Thursday, April 26, 2007

Teaching academia

Vegreville linked to a good post about 12 tips on how to review a journal article. I read it yesterday, but today the link does not work. Hopefully later it’ll come back, because I want to comment on the specifics.

I think Ph.D. programs ought to introduce the mechanics of academia to graduate students in a systematic way, either through a class or through seminars of some sort. For professors, it’s easy to forget how obscure the process can seem—writing articles, reviewing articles, doing job talks, publishing a book, even balancing service, teaching, and publishing once you land a job. Maybe even effective ways of networking. Being taught such things by someone who already has tenure would put graduate students in a better position to succeed, both in terms of getting and keeping a job.

4 comments:

Experimentador 9:13 AM  

One of the best grad school classes I had was planned along these lines. It was a Latin American Politics class, but instead of having to write response papers and a 10/20 pp. final paper, all the assignments were meant to mirror real assignments:
. a book review
. an essay review mirrored after the ones LARR publishes.
. an article review.
. a proposal.

Although this wasn´t a specific class or seminar on the issues Prof. Weeks mentions, it was definitely helpful.

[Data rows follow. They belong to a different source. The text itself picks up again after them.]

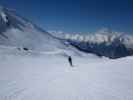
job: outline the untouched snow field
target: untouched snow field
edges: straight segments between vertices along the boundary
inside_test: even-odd
[[[133,100],[133,57],[0,49],[0,100]]]

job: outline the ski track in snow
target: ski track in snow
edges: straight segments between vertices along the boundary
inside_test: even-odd
[[[57,52],[1,49],[0,100],[133,100],[133,57],[72,56],[72,68]]]

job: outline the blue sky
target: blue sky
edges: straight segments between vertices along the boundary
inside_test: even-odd
[[[0,0],[45,30],[133,33],[133,0]]]

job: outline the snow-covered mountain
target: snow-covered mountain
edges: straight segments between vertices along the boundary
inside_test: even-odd
[[[98,56],[120,58],[133,55],[133,36],[107,28],[87,35],[62,33],[61,38],[81,51]]]
[[[55,50],[65,45],[14,10],[0,7],[0,45]]]

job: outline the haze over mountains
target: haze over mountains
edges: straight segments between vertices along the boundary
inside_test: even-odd
[[[67,43],[67,44],[66,44]],[[44,31],[14,10],[0,7],[0,45],[53,51],[76,47],[98,56],[120,58],[133,55],[133,36],[104,28],[94,34],[73,35]]]
[[[65,39],[72,46],[86,53],[109,58],[120,58],[133,55],[133,36],[114,32],[108,28],[102,28],[93,34],[63,34],[53,35]]]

I think it would be good for most grad school classes to follow this example and avoid repetitive and time consuming (and usually anything but insightful) response/reaction papers...

Anonymous,  10:01 AM  

The course is an excellent idea.

There have been a few articles in high profile economics journals with titles like 'The young economist guide to the job market,' and 'The young economist guide to refereeing and professional behavior' and so on.

Greg Weeks 11:55 AM  

I think such a course is relatively rare--I think those skills are much more important than writing a 20 page paper (which is mostly what I did in graduate school).

Steven Taylor 8:22 PM  

It would be quite nice if Ph.D. program taught their students some of these practical matters--having to learn them on the fly is tricky and can take years.

I had relatively little exposure to such things. I did have a few classes that touched on some of these issues, but never in a systematic way nor in a way that made it clear what we should expect to have to deal with once we finished our studies.